E'
storia nota quella secondo cui Ansel Adams fu, a partire dagli anni
Trenta, l'illuminato teorico della pre-visualizzazione:
un particolare approccio basato sulla pre-visione
mentale dell'immagine, così da averla virtualmente già
compiuta nel pensiero ancor prima di premere il pulsante
di scatto. Un procedimento che mirava ad avere un
controllo dell'immagine tale da guidare il fotografo in
fase di ripresa, per garantirgli poi, al momento della
stampa, il raggiungimento del risultato finale
previsualizzato.
Il suo nome, avvolto da un'aura mitica, evoca poi una
serie di altri fondamentali concetti che, impugnato con
mani salde il timone della storia della fotografia, ne
determinarono in maniera più o meno esclusiva la rotta
fin nel cuore degli anni Cinquanta e oltre.
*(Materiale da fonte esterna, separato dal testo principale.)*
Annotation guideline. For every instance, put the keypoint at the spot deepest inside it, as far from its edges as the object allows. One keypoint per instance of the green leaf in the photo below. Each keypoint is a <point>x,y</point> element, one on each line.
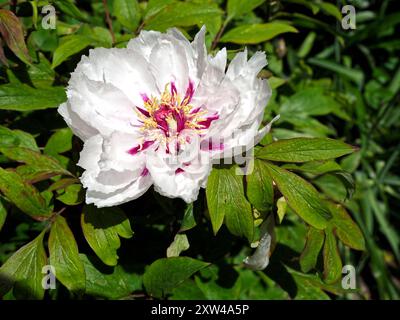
<point>3,212</point>
<point>182,14</point>
<point>281,206</point>
<point>314,167</point>
<point>155,6</point>
<point>69,8</point>
<point>69,46</point>
<point>163,275</point>
<point>16,138</point>
<point>332,260</point>
<point>23,270</point>
<point>41,74</point>
<point>259,190</point>
<point>330,9</point>
<point>238,8</point>
<point>226,200</point>
<point>13,35</point>
<point>63,183</point>
<point>127,13</point>
<point>113,285</point>
<point>311,101</point>
<point>64,256</point>
<point>73,195</point>
<point>39,164</point>
<point>188,220</point>
<point>301,196</point>
<point>345,228</point>
<point>59,142</point>
<point>357,76</point>
<point>21,97</point>
<point>23,195</point>
<point>314,243</point>
<point>256,33</point>
<point>307,45</point>
<point>102,228</point>
<point>304,150</point>
<point>179,245</point>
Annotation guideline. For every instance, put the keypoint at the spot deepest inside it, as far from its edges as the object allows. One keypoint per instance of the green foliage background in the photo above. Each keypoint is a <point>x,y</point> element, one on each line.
<point>323,213</point>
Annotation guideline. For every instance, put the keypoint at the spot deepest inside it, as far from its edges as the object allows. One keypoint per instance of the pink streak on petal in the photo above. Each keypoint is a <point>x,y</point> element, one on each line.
<point>144,112</point>
<point>173,89</point>
<point>142,147</point>
<point>211,146</point>
<point>189,92</point>
<point>206,123</point>
<point>145,97</point>
<point>145,172</point>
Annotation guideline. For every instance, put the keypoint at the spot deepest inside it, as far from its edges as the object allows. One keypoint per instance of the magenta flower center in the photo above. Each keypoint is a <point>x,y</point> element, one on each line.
<point>163,119</point>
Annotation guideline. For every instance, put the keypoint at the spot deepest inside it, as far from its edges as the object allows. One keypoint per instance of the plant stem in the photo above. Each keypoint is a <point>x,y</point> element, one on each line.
<point>108,20</point>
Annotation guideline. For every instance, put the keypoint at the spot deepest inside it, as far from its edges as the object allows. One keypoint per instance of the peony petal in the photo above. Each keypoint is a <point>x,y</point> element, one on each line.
<point>128,193</point>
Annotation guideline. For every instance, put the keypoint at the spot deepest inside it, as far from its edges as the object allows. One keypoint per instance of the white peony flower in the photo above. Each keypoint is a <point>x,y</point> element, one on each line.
<point>158,112</point>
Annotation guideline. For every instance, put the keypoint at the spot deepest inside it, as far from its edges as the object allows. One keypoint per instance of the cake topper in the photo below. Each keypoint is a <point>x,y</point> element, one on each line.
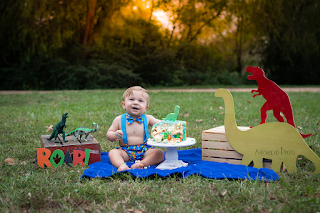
<point>83,131</point>
<point>277,141</point>
<point>58,129</point>
<point>173,116</point>
<point>276,99</point>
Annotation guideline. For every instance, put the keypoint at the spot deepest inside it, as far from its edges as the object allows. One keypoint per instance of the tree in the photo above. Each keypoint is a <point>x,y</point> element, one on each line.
<point>289,31</point>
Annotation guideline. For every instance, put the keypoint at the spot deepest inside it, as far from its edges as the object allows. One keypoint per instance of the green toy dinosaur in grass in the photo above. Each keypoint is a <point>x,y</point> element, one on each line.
<point>58,129</point>
<point>83,131</point>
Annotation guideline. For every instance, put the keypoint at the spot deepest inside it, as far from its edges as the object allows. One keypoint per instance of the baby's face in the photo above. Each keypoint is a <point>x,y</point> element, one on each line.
<point>136,104</point>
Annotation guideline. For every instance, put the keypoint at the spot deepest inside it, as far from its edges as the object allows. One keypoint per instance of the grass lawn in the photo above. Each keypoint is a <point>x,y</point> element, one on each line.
<point>27,187</point>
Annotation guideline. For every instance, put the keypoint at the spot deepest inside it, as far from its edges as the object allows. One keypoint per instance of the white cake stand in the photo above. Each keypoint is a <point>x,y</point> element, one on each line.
<point>171,157</point>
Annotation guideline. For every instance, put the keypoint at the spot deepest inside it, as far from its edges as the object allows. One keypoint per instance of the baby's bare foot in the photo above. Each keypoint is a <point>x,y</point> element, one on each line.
<point>137,166</point>
<point>123,167</point>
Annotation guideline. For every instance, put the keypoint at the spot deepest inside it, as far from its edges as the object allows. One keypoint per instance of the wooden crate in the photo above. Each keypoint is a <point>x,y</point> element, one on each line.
<point>215,147</point>
<point>91,143</point>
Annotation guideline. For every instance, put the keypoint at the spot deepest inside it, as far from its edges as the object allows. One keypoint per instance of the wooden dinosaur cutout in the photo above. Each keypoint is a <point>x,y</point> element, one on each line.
<point>277,99</point>
<point>173,116</point>
<point>277,141</point>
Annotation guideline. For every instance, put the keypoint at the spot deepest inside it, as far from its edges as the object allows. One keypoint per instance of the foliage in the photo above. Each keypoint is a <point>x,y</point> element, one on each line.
<point>62,45</point>
<point>290,34</point>
<point>25,187</point>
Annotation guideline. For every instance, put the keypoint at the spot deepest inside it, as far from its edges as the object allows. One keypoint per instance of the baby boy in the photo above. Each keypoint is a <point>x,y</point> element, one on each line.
<point>131,130</point>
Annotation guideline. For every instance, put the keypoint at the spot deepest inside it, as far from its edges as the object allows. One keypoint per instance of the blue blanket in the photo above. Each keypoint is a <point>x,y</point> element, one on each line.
<point>196,165</point>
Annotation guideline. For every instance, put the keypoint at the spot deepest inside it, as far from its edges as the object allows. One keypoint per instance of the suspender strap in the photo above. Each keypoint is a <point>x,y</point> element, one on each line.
<point>124,129</point>
<point>146,131</point>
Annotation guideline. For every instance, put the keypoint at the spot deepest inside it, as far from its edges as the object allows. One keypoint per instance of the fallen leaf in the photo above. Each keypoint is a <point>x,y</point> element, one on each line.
<point>49,128</point>
<point>10,161</point>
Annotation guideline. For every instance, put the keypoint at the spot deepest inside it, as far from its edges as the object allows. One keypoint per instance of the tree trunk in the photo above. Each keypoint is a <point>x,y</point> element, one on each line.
<point>91,9</point>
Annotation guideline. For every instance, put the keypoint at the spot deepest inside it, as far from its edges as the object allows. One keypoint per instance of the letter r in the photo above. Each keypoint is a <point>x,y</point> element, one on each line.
<point>43,156</point>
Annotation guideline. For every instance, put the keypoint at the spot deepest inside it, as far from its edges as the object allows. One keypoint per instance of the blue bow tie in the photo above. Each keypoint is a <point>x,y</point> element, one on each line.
<point>130,119</point>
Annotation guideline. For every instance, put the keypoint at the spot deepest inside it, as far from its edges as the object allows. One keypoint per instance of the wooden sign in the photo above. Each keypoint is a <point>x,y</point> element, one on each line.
<point>277,141</point>
<point>45,158</point>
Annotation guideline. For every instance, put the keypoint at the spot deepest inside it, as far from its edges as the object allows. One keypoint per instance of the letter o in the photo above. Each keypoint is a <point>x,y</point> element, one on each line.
<point>60,154</point>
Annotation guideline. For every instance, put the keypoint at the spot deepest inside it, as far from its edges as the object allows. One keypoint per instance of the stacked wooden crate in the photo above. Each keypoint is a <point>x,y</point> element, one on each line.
<point>215,147</point>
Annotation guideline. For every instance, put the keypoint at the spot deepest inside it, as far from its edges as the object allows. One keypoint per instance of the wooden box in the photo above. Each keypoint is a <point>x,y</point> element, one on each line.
<point>91,143</point>
<point>215,147</point>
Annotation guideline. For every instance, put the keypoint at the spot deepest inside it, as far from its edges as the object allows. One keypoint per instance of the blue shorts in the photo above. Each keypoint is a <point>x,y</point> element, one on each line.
<point>135,152</point>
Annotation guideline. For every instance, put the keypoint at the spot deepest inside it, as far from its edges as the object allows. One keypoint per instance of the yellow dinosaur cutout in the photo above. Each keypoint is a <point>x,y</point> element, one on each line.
<point>277,141</point>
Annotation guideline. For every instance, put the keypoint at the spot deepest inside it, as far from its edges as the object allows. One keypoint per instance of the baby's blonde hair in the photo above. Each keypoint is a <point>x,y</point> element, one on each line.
<point>129,91</point>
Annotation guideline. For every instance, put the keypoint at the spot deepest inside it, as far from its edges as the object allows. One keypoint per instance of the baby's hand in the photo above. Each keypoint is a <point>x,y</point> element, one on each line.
<point>118,134</point>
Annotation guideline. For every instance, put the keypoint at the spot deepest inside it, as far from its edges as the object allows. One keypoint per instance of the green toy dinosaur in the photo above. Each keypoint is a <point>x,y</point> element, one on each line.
<point>83,131</point>
<point>172,116</point>
<point>58,129</point>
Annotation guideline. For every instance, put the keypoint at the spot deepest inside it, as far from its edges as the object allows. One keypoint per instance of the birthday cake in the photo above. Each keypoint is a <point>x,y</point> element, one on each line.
<point>169,132</point>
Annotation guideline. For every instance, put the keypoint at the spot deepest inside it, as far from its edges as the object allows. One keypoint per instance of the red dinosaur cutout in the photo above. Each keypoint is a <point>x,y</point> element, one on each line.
<point>276,99</point>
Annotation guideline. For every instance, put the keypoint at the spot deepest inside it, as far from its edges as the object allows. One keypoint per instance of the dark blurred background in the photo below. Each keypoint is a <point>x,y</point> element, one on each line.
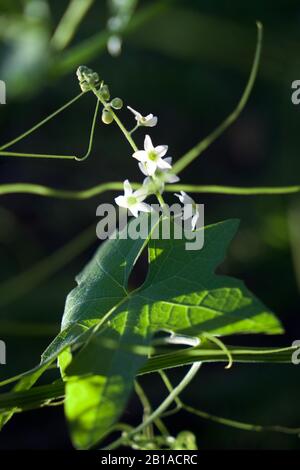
<point>187,62</point>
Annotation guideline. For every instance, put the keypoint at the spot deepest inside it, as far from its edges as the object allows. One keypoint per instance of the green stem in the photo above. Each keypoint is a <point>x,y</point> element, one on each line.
<point>70,21</point>
<point>162,407</point>
<point>39,190</point>
<point>235,190</point>
<point>226,422</point>
<point>80,159</point>
<point>192,154</point>
<point>37,155</point>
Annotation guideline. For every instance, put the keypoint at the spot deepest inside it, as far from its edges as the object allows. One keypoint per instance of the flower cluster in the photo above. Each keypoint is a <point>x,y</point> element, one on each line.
<point>157,168</point>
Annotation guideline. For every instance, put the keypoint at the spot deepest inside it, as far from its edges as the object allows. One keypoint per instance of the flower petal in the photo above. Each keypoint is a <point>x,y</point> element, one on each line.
<point>151,122</point>
<point>143,207</point>
<point>170,178</point>
<point>195,220</point>
<point>141,193</point>
<point>168,160</point>
<point>137,115</point>
<point>151,167</point>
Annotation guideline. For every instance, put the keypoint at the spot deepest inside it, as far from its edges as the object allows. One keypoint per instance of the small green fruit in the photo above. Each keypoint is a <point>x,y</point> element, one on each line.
<point>107,116</point>
<point>117,103</point>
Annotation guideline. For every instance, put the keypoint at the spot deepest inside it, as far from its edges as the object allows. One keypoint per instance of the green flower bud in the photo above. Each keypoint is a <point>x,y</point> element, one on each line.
<point>104,90</point>
<point>107,116</point>
<point>117,103</point>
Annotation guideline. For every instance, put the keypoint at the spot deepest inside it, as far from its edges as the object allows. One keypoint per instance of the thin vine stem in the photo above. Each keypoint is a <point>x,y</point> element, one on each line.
<point>161,408</point>
<point>196,151</point>
<point>46,191</point>
<point>180,405</point>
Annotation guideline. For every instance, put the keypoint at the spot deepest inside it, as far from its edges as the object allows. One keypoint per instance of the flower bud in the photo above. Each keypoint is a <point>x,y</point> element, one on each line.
<point>117,103</point>
<point>107,116</point>
<point>104,90</point>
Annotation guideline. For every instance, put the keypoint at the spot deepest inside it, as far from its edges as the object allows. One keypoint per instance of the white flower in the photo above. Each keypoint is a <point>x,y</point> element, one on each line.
<point>151,156</point>
<point>133,200</point>
<point>161,176</point>
<point>191,209</point>
<point>147,121</point>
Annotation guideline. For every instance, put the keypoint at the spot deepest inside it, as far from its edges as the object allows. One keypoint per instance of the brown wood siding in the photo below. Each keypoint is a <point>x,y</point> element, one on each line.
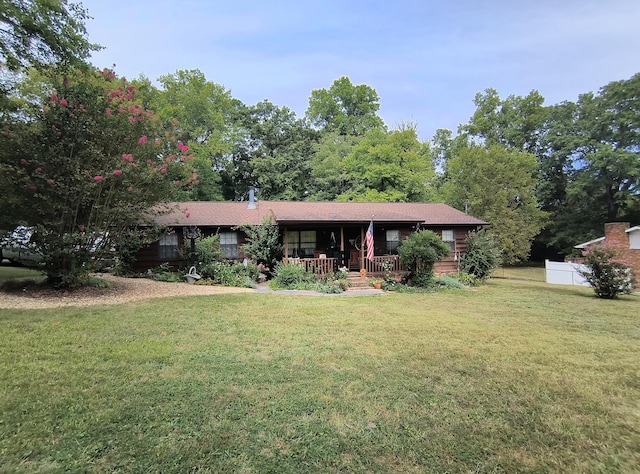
<point>148,257</point>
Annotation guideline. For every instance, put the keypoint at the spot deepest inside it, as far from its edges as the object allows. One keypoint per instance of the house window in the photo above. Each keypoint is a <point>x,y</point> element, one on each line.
<point>169,247</point>
<point>302,243</point>
<point>229,244</point>
<point>393,241</point>
<point>449,238</point>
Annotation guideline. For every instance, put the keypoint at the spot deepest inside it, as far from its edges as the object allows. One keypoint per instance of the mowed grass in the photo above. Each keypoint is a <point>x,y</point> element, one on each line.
<point>15,272</point>
<point>535,272</point>
<point>516,376</point>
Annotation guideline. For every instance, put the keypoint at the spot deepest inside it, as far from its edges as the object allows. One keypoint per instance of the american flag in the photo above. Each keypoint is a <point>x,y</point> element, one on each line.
<point>370,241</point>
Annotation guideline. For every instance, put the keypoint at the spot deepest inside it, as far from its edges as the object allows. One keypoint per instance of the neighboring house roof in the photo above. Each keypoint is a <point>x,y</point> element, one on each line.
<point>586,244</point>
<point>212,213</point>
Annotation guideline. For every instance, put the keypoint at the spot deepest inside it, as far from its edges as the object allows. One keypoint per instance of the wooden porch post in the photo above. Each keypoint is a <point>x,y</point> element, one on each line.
<point>286,244</point>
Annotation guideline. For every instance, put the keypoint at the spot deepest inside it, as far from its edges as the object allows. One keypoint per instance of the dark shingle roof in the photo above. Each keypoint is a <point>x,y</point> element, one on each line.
<point>211,213</point>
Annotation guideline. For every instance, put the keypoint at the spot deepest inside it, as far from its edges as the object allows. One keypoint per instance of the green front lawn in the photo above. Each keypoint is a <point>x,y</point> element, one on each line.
<point>516,376</point>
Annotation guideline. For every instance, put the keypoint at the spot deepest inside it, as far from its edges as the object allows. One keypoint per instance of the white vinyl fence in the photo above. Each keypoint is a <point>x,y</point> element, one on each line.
<point>563,273</point>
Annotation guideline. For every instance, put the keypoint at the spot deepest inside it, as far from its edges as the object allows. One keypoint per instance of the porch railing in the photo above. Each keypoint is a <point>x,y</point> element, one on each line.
<point>320,266</point>
<point>382,264</point>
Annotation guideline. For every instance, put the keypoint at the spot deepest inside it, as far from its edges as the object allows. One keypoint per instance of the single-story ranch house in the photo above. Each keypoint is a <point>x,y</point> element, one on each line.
<point>324,235</point>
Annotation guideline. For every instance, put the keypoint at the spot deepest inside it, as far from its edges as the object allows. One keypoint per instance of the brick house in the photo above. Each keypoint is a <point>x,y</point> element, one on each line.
<point>625,237</point>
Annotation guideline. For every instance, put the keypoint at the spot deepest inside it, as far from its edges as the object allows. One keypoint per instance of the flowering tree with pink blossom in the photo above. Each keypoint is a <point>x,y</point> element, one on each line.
<point>607,272</point>
<point>85,170</point>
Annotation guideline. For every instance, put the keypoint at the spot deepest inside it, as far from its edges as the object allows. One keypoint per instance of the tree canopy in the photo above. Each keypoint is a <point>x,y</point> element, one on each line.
<point>86,169</point>
<point>345,108</point>
<point>43,32</point>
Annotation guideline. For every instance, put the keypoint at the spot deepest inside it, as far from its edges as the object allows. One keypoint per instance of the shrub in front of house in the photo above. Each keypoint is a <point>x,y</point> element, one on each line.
<point>419,252</point>
<point>481,257</point>
<point>607,272</point>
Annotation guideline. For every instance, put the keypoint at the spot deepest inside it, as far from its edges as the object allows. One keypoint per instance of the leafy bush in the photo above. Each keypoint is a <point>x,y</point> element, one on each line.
<point>292,276</point>
<point>208,250</point>
<point>419,252</point>
<point>468,279</point>
<point>448,283</point>
<point>482,255</point>
<point>608,274</point>
<point>263,243</point>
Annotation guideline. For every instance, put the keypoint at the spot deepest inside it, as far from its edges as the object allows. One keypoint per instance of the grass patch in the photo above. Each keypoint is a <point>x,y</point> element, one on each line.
<point>516,376</point>
<point>11,273</point>
<point>531,271</point>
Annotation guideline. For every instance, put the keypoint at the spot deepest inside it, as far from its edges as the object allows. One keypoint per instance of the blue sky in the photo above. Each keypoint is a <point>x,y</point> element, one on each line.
<point>426,59</point>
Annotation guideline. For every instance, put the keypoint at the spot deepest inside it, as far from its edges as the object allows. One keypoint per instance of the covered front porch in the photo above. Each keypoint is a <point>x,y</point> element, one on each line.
<point>379,267</point>
<point>328,248</point>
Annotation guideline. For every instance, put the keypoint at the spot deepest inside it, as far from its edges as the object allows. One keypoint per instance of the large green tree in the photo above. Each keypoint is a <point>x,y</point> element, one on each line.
<point>393,167</point>
<point>273,154</point>
<point>498,185</point>
<point>514,122</point>
<point>329,177</point>
<point>86,169</point>
<point>345,108</point>
<point>204,112</point>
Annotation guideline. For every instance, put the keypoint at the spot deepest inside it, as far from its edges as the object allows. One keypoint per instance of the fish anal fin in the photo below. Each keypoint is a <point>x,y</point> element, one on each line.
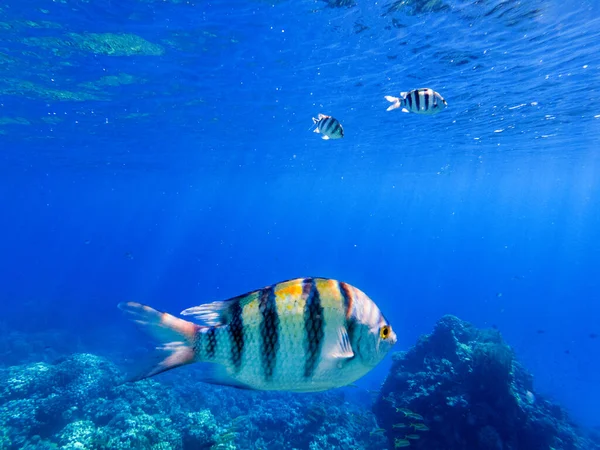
<point>217,374</point>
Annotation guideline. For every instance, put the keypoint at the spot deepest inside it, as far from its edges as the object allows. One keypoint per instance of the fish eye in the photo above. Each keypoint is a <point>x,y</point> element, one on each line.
<point>384,332</point>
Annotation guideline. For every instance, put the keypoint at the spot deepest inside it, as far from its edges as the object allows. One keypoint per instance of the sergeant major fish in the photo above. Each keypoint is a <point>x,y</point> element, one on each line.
<point>419,101</point>
<point>302,335</point>
<point>329,127</point>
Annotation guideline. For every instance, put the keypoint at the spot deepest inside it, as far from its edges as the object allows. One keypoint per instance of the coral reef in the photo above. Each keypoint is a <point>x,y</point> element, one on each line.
<point>81,402</point>
<point>462,388</point>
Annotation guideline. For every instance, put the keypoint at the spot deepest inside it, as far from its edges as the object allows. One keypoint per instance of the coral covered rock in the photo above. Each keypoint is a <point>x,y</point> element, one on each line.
<point>461,388</point>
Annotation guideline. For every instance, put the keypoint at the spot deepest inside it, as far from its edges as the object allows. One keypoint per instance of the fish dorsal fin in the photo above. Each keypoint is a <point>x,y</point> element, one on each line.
<point>212,314</point>
<point>217,314</point>
<point>342,348</point>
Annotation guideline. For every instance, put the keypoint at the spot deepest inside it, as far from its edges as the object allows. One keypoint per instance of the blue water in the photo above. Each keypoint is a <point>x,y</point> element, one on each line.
<point>190,173</point>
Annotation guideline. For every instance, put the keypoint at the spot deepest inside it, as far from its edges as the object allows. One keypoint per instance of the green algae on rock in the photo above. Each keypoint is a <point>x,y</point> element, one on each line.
<point>109,44</point>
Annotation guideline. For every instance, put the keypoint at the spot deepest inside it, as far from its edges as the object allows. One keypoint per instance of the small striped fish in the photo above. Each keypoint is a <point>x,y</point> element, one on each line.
<point>419,101</point>
<point>302,335</point>
<point>329,127</point>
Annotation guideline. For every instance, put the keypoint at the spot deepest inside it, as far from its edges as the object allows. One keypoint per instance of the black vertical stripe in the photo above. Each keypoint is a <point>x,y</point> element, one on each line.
<point>198,344</point>
<point>314,326</point>
<point>350,322</point>
<point>211,342</point>
<point>269,331</point>
<point>236,331</point>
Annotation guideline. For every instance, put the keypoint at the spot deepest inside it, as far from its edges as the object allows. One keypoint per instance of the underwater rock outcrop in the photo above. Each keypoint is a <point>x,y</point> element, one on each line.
<point>461,388</point>
<point>81,402</point>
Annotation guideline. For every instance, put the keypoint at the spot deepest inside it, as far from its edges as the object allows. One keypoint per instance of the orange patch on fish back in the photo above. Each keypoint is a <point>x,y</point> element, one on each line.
<point>329,293</point>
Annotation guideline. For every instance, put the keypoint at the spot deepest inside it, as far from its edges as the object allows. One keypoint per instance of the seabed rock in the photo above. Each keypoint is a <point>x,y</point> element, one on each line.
<point>461,388</point>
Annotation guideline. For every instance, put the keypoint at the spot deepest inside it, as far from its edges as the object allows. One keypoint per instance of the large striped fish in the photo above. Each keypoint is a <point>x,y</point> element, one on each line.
<point>419,101</point>
<point>329,127</point>
<point>303,335</point>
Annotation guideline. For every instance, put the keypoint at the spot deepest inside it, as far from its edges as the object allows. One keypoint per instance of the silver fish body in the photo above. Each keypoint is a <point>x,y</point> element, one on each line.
<point>418,101</point>
<point>302,335</point>
<point>329,127</point>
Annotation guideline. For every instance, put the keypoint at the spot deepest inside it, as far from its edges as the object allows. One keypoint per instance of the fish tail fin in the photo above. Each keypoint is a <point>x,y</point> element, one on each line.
<point>396,102</point>
<point>176,337</point>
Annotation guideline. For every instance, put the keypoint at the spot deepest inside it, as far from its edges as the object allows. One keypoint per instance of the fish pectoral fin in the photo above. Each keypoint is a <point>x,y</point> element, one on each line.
<point>343,348</point>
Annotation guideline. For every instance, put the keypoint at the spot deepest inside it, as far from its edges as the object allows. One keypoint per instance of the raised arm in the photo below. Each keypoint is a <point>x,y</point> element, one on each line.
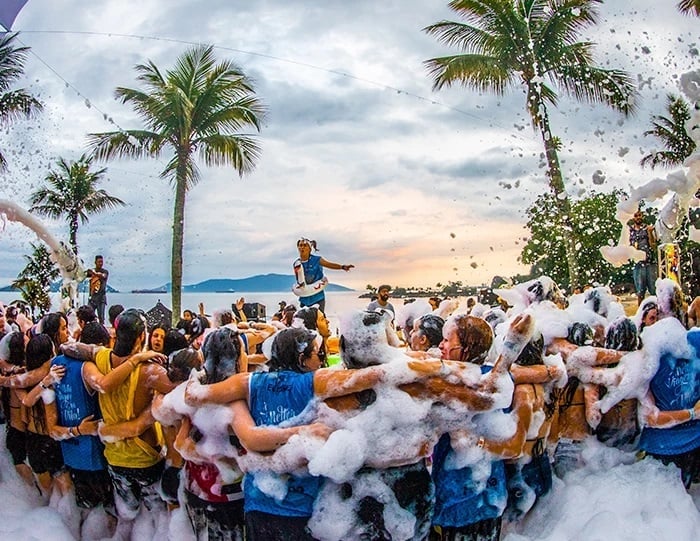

E' il caso, per
dirne uno, del movimento della straight photography ('fotografia diretta' o 'pura' che dir si voglia), che, forzando la rima
tra 'obiettività' e 'purezza', oppose alla voga del
pittorialismo fotografico l'austera ed intransigente
ascesi di una fotografia la cui
'verità' non venisse in alcun modo intaccata da velleità
stilistiche e tecniche (fotomontaggi, sovrimpressioni
etc.) e che si affidasse in maniera esclusiva allo
specifico espressivo del nuovo mezzo (nitidezza ed
istantaneità in primo luogo), senza corromperlo
scimmiottando la pittura; molti dei fotografi aderenti a
questa tendenza si riunirono nel 1932 nello storico
Gruppo f/64, di cui Adams fu, non a caso, uno dei
fondatori: la sigla, rimandando al valore estremo di
chiusura del diaframma degli apparecchi di grande
formato preferiti dalla maggior parte del gruppo,
decretava il predominio di un'ipernitidezza
dell'immagine, di un 'tutto a fuoco' che garantisse una
lettura certa ed esauriente della foto, sia visivamente che in quanto a
significato; una scelta che sconfina, ben al di là della
mera tecnica, nel dibattuto campo dell'etica
fotografica.
Che c'entra tutto questo, si chiederà qualcuno, con
l'opera di Uelsmann? C'entra, nella misura in cui
le cose, spesso, si definiscono meglio proprio a partire dal
loro contrario.
E' il 1966, infatti, quando Uelsmann pubblica un
articolo il cui titolo è già tutto un programma:
"Post-visualization"; detto questo, come per
effetto di una formula magica, fu come se la metaforica
barriera del diaframma si spalancasse, lasciando fluire
nuovamente nell'immagine l'indistinto della
fantasia, dell'inconscio, del sogno, della
reinterpretazione soggettiva e aleatoria del reale.
Il momento
creativo, che in ambito di previsualizzazione e di straight photography raggiungeva il suo apice,
esaurendosi, al momento dello scatto, con Uelsmann si
dilata ben oltre quell'istante; ciò che in precedenza
costituiva un traguardo diviene un punto di partenza, e
il risultato finale è ben lungi dall'essere previsto o
prevedibile. Ogni immagine scattata entra a far parte di
una sorta di 'riserva creativa' insieme ad
innumerevoli altre: pescando all'interno di questa
raccolta, l'artista combina di volta in volta immagini
diverse per dar vita a sempre nuove creazioni; un
singolo negativo potrà così essere recuperato dopo anni,
accostato a sempre nuovi elementi a seconda dell'idea
del momento, reinterpretato e ridefinito nel suo
significato infinite volte; una vera e propria ars
combinatoria, ben determinata ad eludere ogni
barriera razionale.
Questa teorizzazione fece di Uelsmann uno tra i
più radicali e influenti fautori della rivoluzione
fotografica degli anni Sessanta, che, lasciandosi alle
spalle l'istantaneità del 'momento decisivo', espanse il
concetto stesso di fotografia, emancipandola dal suo
status di affidabile testimone del reale.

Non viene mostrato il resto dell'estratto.